La Banque centrale russe (BCR) a annoncé vendredi un abrupt relèvement d’un point de son taux de refinancement, à 13%. Une mesure identique avait été prise le 11 novembre.

De quoi selon elle “abaisser le niveau des sorties de capitaux de Russie et contenir les tendances inflationnistes”. La Russie, longtemps épargnée par la crise financière, a vu sa Bourse s’effondrer à un quart de sa valeur du printemps et les entrées de capitaux s’arrêter brusquement, alors que son économie en est extrêmement dépendante.
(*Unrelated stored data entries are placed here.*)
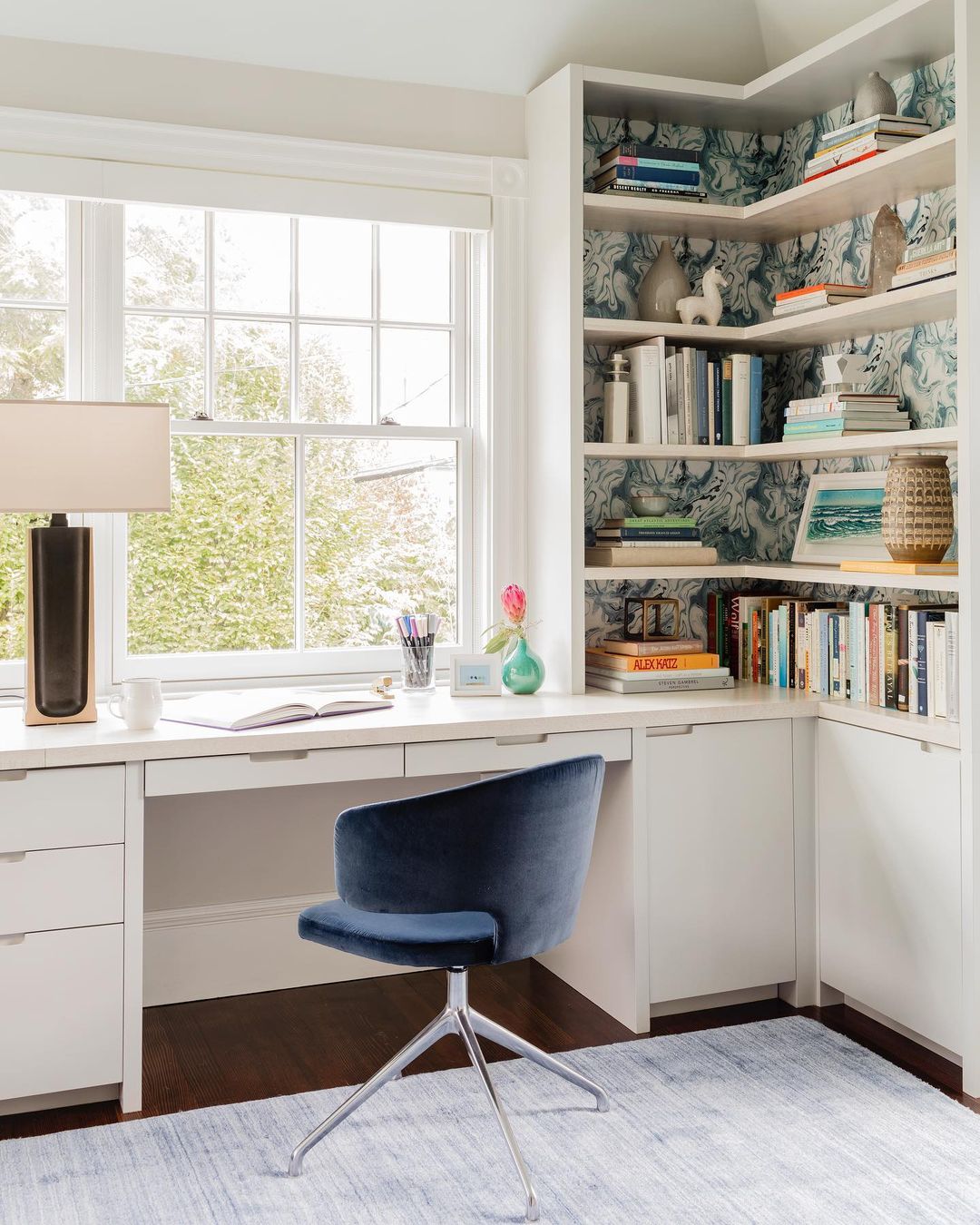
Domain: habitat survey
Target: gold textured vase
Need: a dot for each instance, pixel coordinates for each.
(916, 516)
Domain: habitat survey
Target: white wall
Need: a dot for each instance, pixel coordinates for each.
(211, 93)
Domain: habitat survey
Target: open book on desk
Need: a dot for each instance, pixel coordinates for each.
(244, 710)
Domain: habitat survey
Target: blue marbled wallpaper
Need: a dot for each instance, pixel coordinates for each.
(749, 511)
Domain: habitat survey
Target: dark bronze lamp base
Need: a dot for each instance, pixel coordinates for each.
(60, 685)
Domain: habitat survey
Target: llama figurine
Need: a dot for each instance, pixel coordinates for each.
(707, 305)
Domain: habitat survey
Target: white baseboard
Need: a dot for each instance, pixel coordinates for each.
(240, 947)
(723, 1000)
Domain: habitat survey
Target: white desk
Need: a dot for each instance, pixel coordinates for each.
(690, 784)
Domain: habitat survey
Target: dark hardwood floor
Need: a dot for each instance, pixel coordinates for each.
(217, 1051)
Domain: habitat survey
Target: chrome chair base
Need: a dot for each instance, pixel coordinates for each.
(458, 1018)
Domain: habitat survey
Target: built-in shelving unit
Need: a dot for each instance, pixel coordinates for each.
(777, 573)
(925, 164)
(925, 303)
(906, 35)
(946, 438)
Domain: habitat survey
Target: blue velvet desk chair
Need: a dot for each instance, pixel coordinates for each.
(478, 875)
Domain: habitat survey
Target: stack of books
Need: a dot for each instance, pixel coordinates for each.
(857, 142)
(632, 168)
(926, 261)
(664, 667)
(842, 413)
(650, 542)
(897, 657)
(793, 301)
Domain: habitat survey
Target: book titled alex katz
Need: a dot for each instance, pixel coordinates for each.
(683, 662)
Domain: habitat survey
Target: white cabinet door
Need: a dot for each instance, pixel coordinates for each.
(720, 858)
(889, 885)
(60, 1011)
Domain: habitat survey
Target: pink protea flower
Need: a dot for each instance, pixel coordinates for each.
(514, 603)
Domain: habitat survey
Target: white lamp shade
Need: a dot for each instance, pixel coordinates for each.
(83, 456)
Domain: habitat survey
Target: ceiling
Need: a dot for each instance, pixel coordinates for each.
(501, 46)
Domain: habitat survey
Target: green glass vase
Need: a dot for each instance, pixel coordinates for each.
(524, 671)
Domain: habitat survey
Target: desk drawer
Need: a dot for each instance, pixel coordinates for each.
(239, 772)
(62, 1019)
(43, 889)
(42, 808)
(514, 752)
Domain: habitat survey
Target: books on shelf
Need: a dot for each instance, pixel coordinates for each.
(662, 647)
(647, 382)
(843, 413)
(668, 554)
(899, 657)
(900, 567)
(859, 141)
(814, 297)
(661, 682)
(927, 269)
(597, 657)
(650, 169)
(712, 398)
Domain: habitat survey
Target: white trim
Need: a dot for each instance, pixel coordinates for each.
(119, 160)
(240, 947)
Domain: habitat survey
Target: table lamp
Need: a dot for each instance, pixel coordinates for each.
(60, 456)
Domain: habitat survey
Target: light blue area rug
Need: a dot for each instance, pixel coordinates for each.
(777, 1121)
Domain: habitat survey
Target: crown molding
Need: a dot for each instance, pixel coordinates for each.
(55, 133)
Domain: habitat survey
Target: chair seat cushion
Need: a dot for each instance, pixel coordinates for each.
(459, 937)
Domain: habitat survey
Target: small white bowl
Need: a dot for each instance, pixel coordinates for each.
(650, 505)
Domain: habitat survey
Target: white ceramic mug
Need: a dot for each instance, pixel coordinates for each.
(140, 703)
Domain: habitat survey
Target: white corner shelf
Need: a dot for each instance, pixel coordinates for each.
(946, 438)
(776, 571)
(923, 165)
(925, 303)
(897, 723)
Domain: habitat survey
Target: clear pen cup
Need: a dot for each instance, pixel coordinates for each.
(418, 665)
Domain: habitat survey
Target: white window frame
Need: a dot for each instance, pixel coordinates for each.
(95, 160)
(350, 663)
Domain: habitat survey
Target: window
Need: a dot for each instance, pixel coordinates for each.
(39, 353)
(320, 377)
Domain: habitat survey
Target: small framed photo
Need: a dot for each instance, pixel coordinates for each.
(842, 520)
(475, 675)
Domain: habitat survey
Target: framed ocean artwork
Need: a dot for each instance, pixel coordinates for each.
(842, 520)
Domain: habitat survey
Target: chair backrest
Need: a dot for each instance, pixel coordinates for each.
(517, 847)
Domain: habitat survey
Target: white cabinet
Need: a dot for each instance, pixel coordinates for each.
(62, 1014)
(889, 876)
(720, 858)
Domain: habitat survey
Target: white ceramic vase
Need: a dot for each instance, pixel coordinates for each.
(875, 97)
(663, 284)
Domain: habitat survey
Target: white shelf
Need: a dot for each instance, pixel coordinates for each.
(924, 164)
(902, 37)
(776, 452)
(925, 303)
(897, 723)
(776, 571)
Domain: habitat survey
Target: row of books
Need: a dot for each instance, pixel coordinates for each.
(826, 293)
(898, 657)
(685, 396)
(858, 141)
(665, 667)
(650, 171)
(648, 541)
(842, 413)
(926, 261)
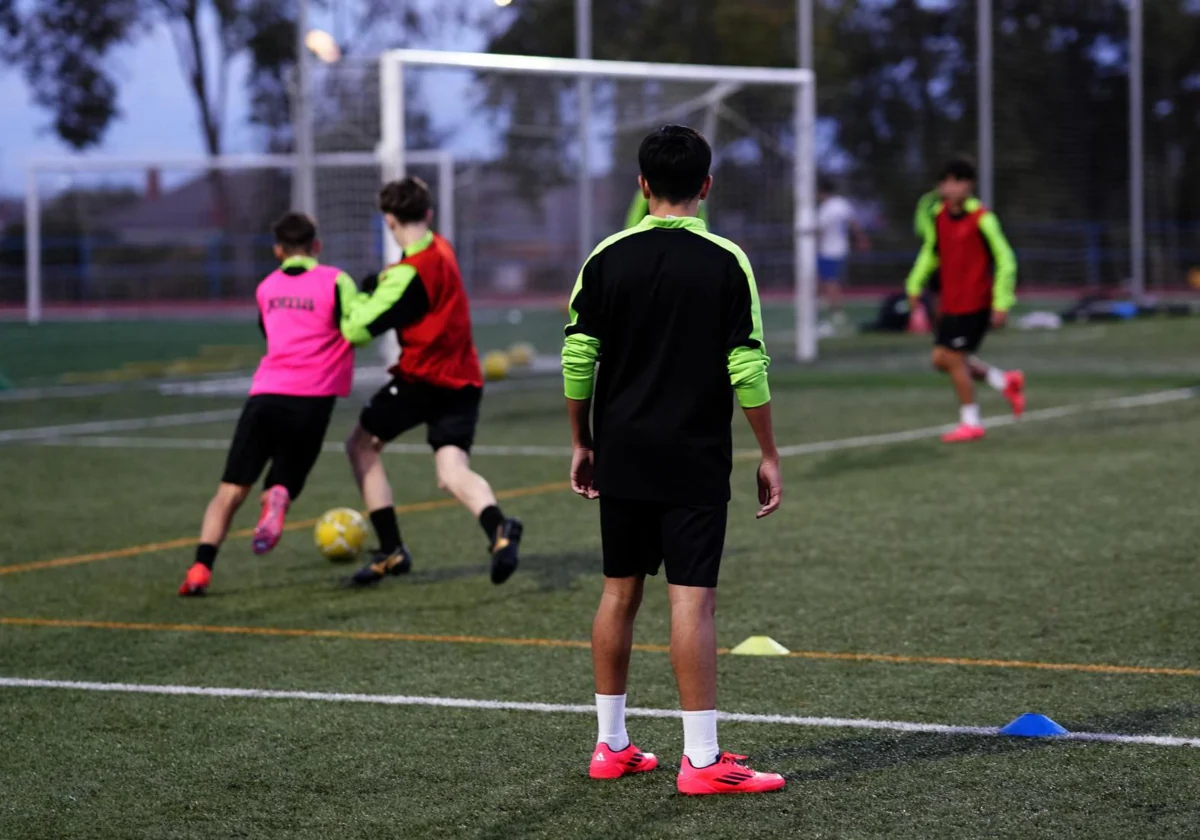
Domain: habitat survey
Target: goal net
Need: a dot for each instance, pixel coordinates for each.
(546, 162)
(190, 235)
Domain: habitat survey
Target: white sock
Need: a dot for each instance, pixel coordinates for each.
(700, 737)
(996, 378)
(970, 415)
(611, 715)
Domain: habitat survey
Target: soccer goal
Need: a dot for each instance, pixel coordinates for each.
(191, 235)
(546, 154)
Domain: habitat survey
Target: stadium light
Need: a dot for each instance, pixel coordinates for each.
(323, 45)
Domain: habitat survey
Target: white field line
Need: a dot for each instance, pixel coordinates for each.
(59, 437)
(1116, 403)
(37, 433)
(562, 708)
(111, 442)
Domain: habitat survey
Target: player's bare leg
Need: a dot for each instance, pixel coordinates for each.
(954, 364)
(214, 529)
(364, 451)
(612, 635)
(612, 641)
(456, 477)
(705, 768)
(1011, 384)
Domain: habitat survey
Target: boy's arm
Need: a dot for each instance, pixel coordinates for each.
(745, 352)
(1003, 294)
(400, 299)
(581, 351)
(345, 297)
(923, 269)
(748, 363)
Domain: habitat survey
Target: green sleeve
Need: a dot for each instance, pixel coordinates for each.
(639, 209)
(347, 295)
(369, 310)
(924, 268)
(923, 220)
(1003, 293)
(748, 360)
(581, 349)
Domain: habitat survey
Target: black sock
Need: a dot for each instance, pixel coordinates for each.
(387, 528)
(207, 555)
(490, 520)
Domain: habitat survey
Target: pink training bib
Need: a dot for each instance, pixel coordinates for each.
(306, 354)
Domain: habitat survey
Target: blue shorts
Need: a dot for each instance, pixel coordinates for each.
(831, 270)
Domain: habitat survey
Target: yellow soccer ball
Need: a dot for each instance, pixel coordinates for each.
(496, 366)
(340, 534)
(521, 354)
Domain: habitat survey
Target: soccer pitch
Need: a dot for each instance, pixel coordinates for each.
(929, 594)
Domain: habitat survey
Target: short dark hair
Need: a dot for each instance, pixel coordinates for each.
(408, 199)
(295, 232)
(675, 161)
(960, 168)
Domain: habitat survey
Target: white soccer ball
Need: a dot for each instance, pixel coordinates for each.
(340, 534)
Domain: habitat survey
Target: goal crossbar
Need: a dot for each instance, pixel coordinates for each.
(593, 67)
(583, 71)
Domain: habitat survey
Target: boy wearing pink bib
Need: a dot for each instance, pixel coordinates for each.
(307, 365)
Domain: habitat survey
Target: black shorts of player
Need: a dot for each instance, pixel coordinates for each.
(449, 414)
(639, 537)
(285, 430)
(963, 333)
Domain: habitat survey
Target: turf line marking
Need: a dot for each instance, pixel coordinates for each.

La Banque centrale a par ailleurs, pour la troisième fois en trois semaines, laissé le rouble se dévaluer légèrement, en élargissant une nouvelle fois le “corridor” dans lequel elle entend voir le rouble fluctuer face au panier dollar-euro qui lui sert de référence.

Selon les analystes, la BCR aurait ainsi abandonné le seuil de 31 roubles pour adopter celui de 31,3 roubles, ce qui correspond de fait à une dévaluation d’autant, étant données les fortes pressions que subit actuellement le rouble.

Toutes ces mesures simultanées visent à sortir la Banque centrale de la position inconfortable dans laquelle elle s’est trouvée coincée ces dernières semaines, et qui lui a déjà coûté des dizaines de milliards de dollars en réserves.

La BCR a été contrainte d’intervenir régulièrement et massivement pour empêcher la devise russe de s’effondrer, ce qui lui a coûté plus de 57 milliards sur les seuls mois de septembre et octobre.

Le rouble est sous forte pression depuis la guerre contre la Géorgie début août et la situation n’a fait qu’empirer avec la crise financière en raison de la dégringolade des cours du pétrole et des énormes fuites de capitaux qu’elle a provoquées.

Ses réserves de devises, troisièmes du monde derrière celles de la Chine et du Japon et fierté du pays, ont fondu de près de 150 milliards de dollars depuis leur pic du mois d’août. Elles s’élevaient la semaine dernière à 450 milliards USD.

En relevant ses taux, la BCR entend également protéger la monnaie: une telle mesure doit rendre les dépôts bancaires plus rémunérateurs et ainsi dissuader particuliers et entreprises de retirer leurs roubles des banques pour les changer en dollars ou en euros.

Mais de l’avis général, un affaiblissement du rouble reste inévitable. “On peut s’attendre à une nouvelle dévaluation du rouble”, préviennent les analystes de la banque Commerzbank dans une note vendredi.

“Les perspectives du rouble sont devenues un objet d’inquiétude nationale. La devise s’est appréciée de façon constante pendant cinq ans, mais a fait demi-tour en juillet. Elle a depuis reperdu presque tous ses gains”, souligne le stratégiste James Beadle, de Pilgrim Asset Management, dans une tribune de presse parue vendredi.

Selon lui, la réponse du gouvernement à cette situation, initialement “confuse”, s’est améliorée, adoptant une ligne selon laquelle “le rouble va se dévaluer de manière modérée”. “Si nous parvenons à éviter une dépression mondiale, une dévaluation progressive et contrôlée est très probable”, juge-t-il.